We are moving, too slowly, toward a world where threatening to use these weapons, or possessing them as the basis of a shaky, unstable deterrence, is itself a demonic, delusionary form of extremism, even though at the moment deterrence remains at the core of “establishment” values for both democratic and totalitarian governments. As long as this potential doom hangs over us, we are all Israelis and Palestinians under the gun, having to learn the apparently impossible task of getting along.
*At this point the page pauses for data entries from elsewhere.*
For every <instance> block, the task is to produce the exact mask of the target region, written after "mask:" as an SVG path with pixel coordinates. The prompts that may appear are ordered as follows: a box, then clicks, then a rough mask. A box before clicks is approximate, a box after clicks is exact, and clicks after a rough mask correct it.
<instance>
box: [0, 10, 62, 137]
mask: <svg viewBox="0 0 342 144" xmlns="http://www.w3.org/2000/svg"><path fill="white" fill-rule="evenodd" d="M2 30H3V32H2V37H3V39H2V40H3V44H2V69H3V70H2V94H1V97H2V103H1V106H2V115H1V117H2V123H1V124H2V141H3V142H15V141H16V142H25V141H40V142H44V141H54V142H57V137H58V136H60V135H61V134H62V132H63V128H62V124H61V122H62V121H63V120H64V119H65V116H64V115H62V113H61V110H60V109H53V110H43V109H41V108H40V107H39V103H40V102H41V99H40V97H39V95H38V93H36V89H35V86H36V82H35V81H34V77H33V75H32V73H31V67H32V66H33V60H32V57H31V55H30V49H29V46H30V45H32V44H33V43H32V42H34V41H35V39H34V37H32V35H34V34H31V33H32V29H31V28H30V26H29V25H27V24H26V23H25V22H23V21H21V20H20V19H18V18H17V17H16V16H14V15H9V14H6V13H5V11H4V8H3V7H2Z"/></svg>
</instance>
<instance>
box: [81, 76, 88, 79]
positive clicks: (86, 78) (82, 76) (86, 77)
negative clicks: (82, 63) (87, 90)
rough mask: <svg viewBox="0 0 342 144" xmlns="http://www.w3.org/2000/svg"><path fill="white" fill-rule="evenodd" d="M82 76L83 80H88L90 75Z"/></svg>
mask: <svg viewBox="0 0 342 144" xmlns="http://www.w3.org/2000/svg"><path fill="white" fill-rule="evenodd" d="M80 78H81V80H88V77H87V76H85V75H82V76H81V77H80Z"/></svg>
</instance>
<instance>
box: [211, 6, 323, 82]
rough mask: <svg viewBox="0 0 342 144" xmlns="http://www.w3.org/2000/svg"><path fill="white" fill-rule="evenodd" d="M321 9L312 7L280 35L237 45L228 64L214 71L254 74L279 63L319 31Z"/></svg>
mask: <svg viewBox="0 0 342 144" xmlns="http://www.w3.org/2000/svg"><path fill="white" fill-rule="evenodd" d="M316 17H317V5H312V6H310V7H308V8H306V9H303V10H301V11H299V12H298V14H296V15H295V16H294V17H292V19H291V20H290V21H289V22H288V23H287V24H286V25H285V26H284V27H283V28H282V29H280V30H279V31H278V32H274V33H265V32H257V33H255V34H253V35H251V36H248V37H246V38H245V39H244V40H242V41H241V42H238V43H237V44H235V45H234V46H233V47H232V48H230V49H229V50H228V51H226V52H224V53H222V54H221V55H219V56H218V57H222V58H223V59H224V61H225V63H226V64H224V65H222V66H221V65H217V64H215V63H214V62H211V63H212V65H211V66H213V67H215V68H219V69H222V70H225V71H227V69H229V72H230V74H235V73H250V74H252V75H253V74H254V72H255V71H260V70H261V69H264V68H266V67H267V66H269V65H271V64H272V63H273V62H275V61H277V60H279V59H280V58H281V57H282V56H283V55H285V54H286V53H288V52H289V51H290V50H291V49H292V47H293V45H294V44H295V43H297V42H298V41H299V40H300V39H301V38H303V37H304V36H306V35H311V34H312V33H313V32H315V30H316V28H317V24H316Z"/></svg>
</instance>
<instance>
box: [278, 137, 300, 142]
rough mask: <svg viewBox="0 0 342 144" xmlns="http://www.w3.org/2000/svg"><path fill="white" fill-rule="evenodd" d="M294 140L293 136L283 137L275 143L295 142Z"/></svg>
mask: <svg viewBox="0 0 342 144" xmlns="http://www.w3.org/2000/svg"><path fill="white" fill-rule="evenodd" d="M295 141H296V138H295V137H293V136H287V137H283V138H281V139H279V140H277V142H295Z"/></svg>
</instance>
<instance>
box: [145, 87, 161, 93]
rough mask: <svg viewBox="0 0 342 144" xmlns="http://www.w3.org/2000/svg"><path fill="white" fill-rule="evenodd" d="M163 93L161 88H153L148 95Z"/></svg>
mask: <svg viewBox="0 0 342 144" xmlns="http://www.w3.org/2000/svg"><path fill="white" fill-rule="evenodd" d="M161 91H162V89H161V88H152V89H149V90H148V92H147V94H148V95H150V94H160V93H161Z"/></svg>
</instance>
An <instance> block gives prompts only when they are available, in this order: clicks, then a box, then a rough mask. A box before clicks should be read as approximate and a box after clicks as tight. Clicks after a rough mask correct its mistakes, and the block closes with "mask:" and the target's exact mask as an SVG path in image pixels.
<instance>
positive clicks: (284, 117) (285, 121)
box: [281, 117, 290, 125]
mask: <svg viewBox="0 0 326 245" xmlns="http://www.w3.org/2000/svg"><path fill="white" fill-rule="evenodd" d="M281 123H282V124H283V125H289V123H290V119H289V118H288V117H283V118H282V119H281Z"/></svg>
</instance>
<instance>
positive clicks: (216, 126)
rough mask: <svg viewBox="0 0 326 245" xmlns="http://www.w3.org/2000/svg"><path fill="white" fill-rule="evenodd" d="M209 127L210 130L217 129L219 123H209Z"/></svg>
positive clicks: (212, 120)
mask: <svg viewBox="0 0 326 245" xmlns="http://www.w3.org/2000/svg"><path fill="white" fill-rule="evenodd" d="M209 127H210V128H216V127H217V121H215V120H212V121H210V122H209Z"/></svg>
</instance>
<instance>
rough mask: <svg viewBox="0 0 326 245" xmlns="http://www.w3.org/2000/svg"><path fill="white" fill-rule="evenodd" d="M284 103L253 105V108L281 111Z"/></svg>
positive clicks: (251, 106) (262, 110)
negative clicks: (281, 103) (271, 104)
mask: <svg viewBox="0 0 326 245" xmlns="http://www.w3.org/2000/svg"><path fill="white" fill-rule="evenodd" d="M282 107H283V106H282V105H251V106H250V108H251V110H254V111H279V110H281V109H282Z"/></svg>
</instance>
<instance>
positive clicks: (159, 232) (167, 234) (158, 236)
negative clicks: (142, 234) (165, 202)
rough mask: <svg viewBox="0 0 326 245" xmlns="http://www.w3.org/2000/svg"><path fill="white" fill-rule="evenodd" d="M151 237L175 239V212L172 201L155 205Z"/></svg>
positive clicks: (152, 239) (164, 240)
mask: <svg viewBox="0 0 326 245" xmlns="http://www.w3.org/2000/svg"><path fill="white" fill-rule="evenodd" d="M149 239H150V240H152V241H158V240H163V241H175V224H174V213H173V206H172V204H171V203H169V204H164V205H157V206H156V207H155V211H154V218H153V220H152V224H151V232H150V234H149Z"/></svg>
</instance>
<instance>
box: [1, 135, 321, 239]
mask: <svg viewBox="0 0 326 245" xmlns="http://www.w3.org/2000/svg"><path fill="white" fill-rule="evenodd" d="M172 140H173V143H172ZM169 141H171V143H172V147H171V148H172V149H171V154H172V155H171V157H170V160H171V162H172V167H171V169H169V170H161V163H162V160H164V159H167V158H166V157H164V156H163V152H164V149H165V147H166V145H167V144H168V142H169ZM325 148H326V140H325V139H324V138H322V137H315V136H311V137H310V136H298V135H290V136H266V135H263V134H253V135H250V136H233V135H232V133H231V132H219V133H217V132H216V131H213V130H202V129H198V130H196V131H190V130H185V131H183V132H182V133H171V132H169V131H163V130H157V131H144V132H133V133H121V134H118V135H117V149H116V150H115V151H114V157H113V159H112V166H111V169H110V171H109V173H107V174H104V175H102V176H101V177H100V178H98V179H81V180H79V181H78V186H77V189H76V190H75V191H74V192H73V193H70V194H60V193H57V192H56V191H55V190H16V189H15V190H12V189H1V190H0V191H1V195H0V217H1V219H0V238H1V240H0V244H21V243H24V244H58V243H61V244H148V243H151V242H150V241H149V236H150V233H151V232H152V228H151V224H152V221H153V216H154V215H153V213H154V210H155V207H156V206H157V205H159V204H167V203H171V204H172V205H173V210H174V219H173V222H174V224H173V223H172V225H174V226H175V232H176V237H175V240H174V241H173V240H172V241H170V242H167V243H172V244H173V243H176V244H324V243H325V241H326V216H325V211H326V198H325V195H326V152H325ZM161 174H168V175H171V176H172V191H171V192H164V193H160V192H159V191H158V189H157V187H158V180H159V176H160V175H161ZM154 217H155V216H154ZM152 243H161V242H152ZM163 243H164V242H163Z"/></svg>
This begins when we acknowledge that while we claim identities as Jews, or Arabs, or citizens of the U.S. or the Congo or Sri Lanka or China, the core reality of our identity is as a citizen of one small planet, each of us equally unique and precious. Whenever my partner is asked on some bureaucratic form for her race, in a tiny protest against arbitrary categories, she always writes “human.”

This larger context of our quarrels can get lost in the bloody headlines. While Putin pursues his absurd visions of Russian grandeur at heinous cost to his own country and to Ukraine, the tundra in Siberia is melting and releasing methane that accelerates global warming. Everything everyone does or neglects to do affects everyone else. In the context of biosystems that are stressed or even dying, all the wars across this small planet are a double distraction, a double delusion, a double death. The need to sustain the life systems that in turn sustain us may be the ultimate self-interested motive for us to put up our swords and learn to live and work together—including Israelis and Palestinians.

Winslow Myers, syndicated by PeaceVoice, is the author of “Living Beyond War: A Citizen’s Guide” and serves on the Advisory Board of the War Prevention Initiative.